A few days ago, we saw a dev time trial between the Arduino and Phidgets, a somewhat proprietary dev board that is many times more expensive than an Arduino. The time trial was a simple experiment to see which platform was faster to prototype simple circuits. As always in Hackaday comments, there was a ton of comments questioning the validity and bias of the test. Not wanting to let a good controversy go to waste, [Ian Lee] tossed his hat into the ring with the same dev trial with the Gadgeteer.

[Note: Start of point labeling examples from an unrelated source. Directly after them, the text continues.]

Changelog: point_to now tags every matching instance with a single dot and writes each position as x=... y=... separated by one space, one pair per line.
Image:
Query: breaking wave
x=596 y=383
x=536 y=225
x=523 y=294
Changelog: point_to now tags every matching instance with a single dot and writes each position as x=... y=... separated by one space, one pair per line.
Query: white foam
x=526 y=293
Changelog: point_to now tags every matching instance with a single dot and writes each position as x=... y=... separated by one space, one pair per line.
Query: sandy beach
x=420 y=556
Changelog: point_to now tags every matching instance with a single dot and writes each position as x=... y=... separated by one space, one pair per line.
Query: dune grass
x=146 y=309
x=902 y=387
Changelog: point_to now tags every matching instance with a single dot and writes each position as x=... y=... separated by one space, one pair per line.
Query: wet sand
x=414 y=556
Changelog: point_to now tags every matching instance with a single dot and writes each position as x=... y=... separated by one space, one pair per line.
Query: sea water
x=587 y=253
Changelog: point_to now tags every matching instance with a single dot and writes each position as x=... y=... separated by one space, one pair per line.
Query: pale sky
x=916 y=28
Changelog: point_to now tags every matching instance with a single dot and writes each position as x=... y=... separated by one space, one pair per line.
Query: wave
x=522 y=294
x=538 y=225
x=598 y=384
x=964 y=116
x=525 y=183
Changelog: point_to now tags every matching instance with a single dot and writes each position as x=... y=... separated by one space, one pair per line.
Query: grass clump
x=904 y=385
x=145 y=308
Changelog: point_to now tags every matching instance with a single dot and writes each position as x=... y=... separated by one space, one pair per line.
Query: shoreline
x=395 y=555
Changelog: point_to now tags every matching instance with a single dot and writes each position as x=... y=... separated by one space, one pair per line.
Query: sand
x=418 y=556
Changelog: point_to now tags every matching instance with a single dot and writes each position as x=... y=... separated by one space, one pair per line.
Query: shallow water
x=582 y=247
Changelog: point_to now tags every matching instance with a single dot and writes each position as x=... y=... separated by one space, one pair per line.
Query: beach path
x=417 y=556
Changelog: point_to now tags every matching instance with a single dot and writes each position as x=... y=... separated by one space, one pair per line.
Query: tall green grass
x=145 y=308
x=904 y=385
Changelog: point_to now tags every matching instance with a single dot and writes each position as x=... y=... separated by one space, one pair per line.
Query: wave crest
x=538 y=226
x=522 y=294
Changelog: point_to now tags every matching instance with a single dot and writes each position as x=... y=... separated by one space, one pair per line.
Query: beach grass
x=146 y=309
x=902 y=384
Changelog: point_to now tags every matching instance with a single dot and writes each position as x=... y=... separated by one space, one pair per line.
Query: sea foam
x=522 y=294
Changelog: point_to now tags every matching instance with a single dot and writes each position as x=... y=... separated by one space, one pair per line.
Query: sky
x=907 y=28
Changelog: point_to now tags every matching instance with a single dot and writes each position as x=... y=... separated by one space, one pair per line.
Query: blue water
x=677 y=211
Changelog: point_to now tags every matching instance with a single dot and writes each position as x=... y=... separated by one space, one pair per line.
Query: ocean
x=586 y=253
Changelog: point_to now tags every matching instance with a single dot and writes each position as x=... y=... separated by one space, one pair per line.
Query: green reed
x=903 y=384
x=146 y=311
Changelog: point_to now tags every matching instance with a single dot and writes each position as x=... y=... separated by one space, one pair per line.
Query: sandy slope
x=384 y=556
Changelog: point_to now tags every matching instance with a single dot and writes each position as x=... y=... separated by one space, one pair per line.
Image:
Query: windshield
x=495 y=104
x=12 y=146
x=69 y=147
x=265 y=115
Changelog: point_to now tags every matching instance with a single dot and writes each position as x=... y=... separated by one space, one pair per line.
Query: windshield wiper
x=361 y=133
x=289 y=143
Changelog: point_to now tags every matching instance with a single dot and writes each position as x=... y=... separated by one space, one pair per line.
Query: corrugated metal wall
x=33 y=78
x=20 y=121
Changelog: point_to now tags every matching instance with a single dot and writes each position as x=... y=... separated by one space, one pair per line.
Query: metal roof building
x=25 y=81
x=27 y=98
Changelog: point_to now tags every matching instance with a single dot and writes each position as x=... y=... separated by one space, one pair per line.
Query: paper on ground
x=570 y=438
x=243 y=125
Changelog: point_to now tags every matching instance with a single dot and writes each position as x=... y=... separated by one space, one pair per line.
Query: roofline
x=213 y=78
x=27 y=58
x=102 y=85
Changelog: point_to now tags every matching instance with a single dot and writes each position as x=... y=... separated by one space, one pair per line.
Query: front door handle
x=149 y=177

The Gadgeteer has the same design philosophy as Phidgets: modular components and a unique software system -the Gadgeteer is based on .NET Micro Framework – that allows you to get up and running quickly. Unlike Phidgets, the Gadgeteer is priced competitively with the Arduino, and the mainboard is priced within an order of magnitude of a single ATMega chip.

[Ian] pulled off three project with the three development platforms: blinking a LED, moving a servo, and building a pedometer with an accelerometer. For each trial, the time taken and the price of all components were added up. Here’s the relevant graph:

According to the tests, the Gadgeteer won by a large margin. We’re not going to call this a definitive test, and no sane person should think it is. It does, however, highlight the benefits of a well-designed ‘module-based’ development system combined with a good IDE: the Gadgeteer is consistently faster than Phidgets, and just a bit more expensive than an Arduino.

While a time trial consisting of one developer writing code to blink a LED, move a servo, and read a pedometer is hardly enough to make any conclusions, it does demonstrate that the Gadgeteer isn’t that much more expensive than using an Arduino. We’ll leave the rest of the discussion to the commentors below.